Quale conclusione, quindi, si sente di trarre?
«Sbaglia chi racconta le vicende processuali, mettendosi nei panni di una parte. La questione è più complessa. La domanda che dovremmo porci è: fino a che punto tutto ciò che avviene prima della condanna deve essere considerato rilevante?».

In questo caso, però, parliamo di finanziamento illecito ai partiti...
«Non c’è niente di più ipocrito, ingenuo, scollegato dalla realtà che pensare che il sistema delle imprese finanzia il politico per un ideale. I partiti si comportano come la Chiesa. Effettuano una donazione perché hanno ricevuto una grazia o perché vogliono guadagnarsi il paradiso. Ciò accade perché ogni movimento politico ha un progetto, che, senza dubbio, ha delle conseguenze sul piano economico. È pur vero che ogni finanziamento è lecito quando viene dichiarato, ma è altrettanto vero che in questo modo si può raggiungere più di qualche escamotage per raggiungere fini illeciti. Siamo di fronte a un’ipocrisia legislativa di fondo. È impossibile che chi svolga una funzione pubblica, prima o poi, non incorra in un atto che fa l’interesse di una specifica persona o di un’impresa».

 

 

Come risolvere il problema?
«Occorre rivedere quanto prima il sistema di finanziamento ai partiti, con una nuova legge. Superando le mazzette e lo dice chi le ha combattute, purtroppo, non si è risolto affatto il problema».

Sul piano giudiziario, nella vicenda Toti, il reato, intanto, è stato commesso...
«Attenderei l’esito finale del processo per capire, se nel caso specifico, sia stato commesso un reato. Non conosco le carte e non mi affido alle sintesi interessate».

Toti, nel frattempo, doveva dimettersi o no?
«Sul piano ideale la politica dovrebbe continuare il suo corso fino a quando una persona può essere considerata innocente. Allo stesso modo, ritengo che il peso e la responsabilità verso le istituzioni, che comunque devono andare avanti, non possano subire le conseguenze di una tragedia personale o di un eventuale errore. Questa decisione nobilita Toti che, col suo gesto, ha evitato un danno superiore a quello per cui sta patendo».

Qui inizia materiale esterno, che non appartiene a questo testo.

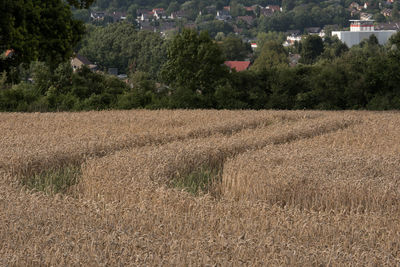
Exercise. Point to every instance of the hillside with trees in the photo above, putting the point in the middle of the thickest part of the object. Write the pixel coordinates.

Stiamo parlando, comunque, di un presidente che nella sua Regione, ha operato bene...
«Se dovessimo stabilire che sia preclusa la possibilità di arrestare un politico solo perché lavora bene è incostituzionale. In questo modo, si cristallizza solo uno scontro tra magistratura e politica, che non ha alcuna ragione di esistere».

Tale vicenda riapre il dibattito sulla riforma della giustizia. A che punto siamo?
«A metà dell’opera. Detto ciò, non si può dire che è tutto sbagliato. Avere un pregiudizio a monte verso chi cerca di cambiare, è una strada di non ritorno. Mi dispiace vedere un organismo come l’Anm sfruttare la sua credibilità per dire che tutto quello che fa l’attuale governo è sbagliato. Sarebbe opportuno, al contrario, discutere in merito ai singoli provvedimenti. Ad esempio sbaglia o è prevenuto chi sostiene che togliendo l’abuso d’ufficio si elimina un’arma per combattere l’illegalità».